Ich habe mich von Modul zu Modul weiterentwickelt und viel gelernt, von der bewusst gesteuerten Gesprächsführung bis hin zur Themenentwicklung innerhalb einer bereits vertrauten und geübten Gruppe.

*Der Name wurde geändert.
** Das Projekt wird finanziert durch EU-Mittel; ein Kooperationsprojekt mit der regionalen Personalentwicklungsgesellschaft mbH Bielefeld

Projekt Werte.Dialog.Integration. Die Fortbildungsreihe findet als Teil des bayernweiten Projekts Werte.Dialog.Integration. statt. Seit 2016 entwickelt die Akademie für Philosophische Bildung darin spezielle Formate für die Arbeit im interkulturellen Bereich und zur Unterstützung integrativer Prozesse.

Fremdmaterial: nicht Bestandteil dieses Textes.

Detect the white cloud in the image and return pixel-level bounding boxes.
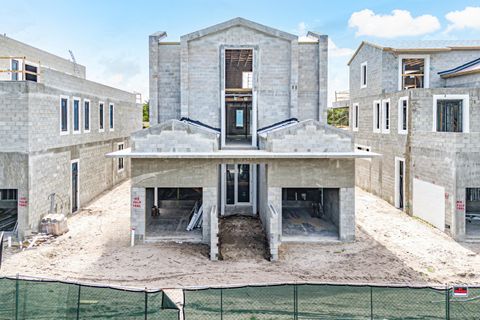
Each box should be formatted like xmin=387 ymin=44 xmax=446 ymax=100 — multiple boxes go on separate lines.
xmin=328 ymin=38 xmax=355 ymax=57
xmin=445 ymin=7 xmax=480 ymax=32
xmin=348 ymin=9 xmax=440 ymax=38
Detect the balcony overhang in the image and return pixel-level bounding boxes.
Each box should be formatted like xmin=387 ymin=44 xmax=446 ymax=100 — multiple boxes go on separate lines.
xmin=106 ymin=148 xmax=380 ymax=160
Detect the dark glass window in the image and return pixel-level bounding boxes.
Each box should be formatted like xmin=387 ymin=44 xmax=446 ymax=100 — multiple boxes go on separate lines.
xmin=437 ymin=100 xmax=463 ymax=132
xmin=83 ymin=101 xmax=90 ymax=131
xmin=60 ymin=98 xmax=68 ymax=132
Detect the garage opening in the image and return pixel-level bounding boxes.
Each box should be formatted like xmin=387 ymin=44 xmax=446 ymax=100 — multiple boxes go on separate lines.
xmin=145 ymin=188 xmax=203 ymax=240
xmin=0 ymin=189 xmax=18 ymax=232
xmin=282 ymin=188 xmax=340 ymax=241
xmin=225 ymin=49 xmax=253 ymax=144
xmin=465 ymin=188 xmax=480 ymax=238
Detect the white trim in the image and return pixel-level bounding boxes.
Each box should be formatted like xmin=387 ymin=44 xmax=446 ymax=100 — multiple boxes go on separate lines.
xmin=117 ymin=141 xmax=125 ymax=173
xmin=58 ymin=95 xmax=70 ymax=136
xmin=351 ymin=103 xmax=360 ymax=131
xmin=82 ymin=99 xmax=92 ymax=133
xmin=397 ymin=96 xmax=409 ymax=134
xmin=70 ymin=159 xmax=80 ymax=213
xmin=381 ymin=99 xmax=392 ymax=134
xmin=432 ymin=94 xmax=470 ymax=133
xmin=372 ymin=100 xmax=382 ymax=133
xmin=72 ymin=97 xmax=82 ymax=134
xmin=395 ymin=157 xmax=406 ymax=210
xmin=98 ymin=101 xmax=105 ymax=132
xmin=398 ymin=54 xmax=430 ymax=91
xmin=360 ymin=61 xmax=368 ymax=89
xmin=108 ymin=102 xmax=115 ymax=131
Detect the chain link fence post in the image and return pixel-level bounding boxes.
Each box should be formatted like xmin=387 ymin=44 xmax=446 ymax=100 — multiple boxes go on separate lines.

Das Projekt wird 2019 gefördert vom Bayerischen Staatsministerium des Innern, für Sport und Integration und dem Wertebündnis Bayern.

Es ist 2030...

… du wachst auf und gehst hinaus auf die Straße – den Anblick, der sich dir darbietet, würdest du als funktionierende Gemeinschaft beschreiben. Was siehst du?

Interessant, du hast „funktionierend“ gesagt. Das erste Bild, das sich mir aufgedrängt hatte, als du die Frage formuliertest, war Sorge um 2030. Ich habe angesichts der Entwicklungen Angst, der Druck ist sehr hoch und jederzeit spürbar. Aber eine „funktionierende“ Gesellschaft – dafür müssen wir aufeinander zugehen und uns alle an die Hand nehmen. Mir drängt sich das Bild einer Kette auf, mit vielen einzelnen individuellen Gliedern.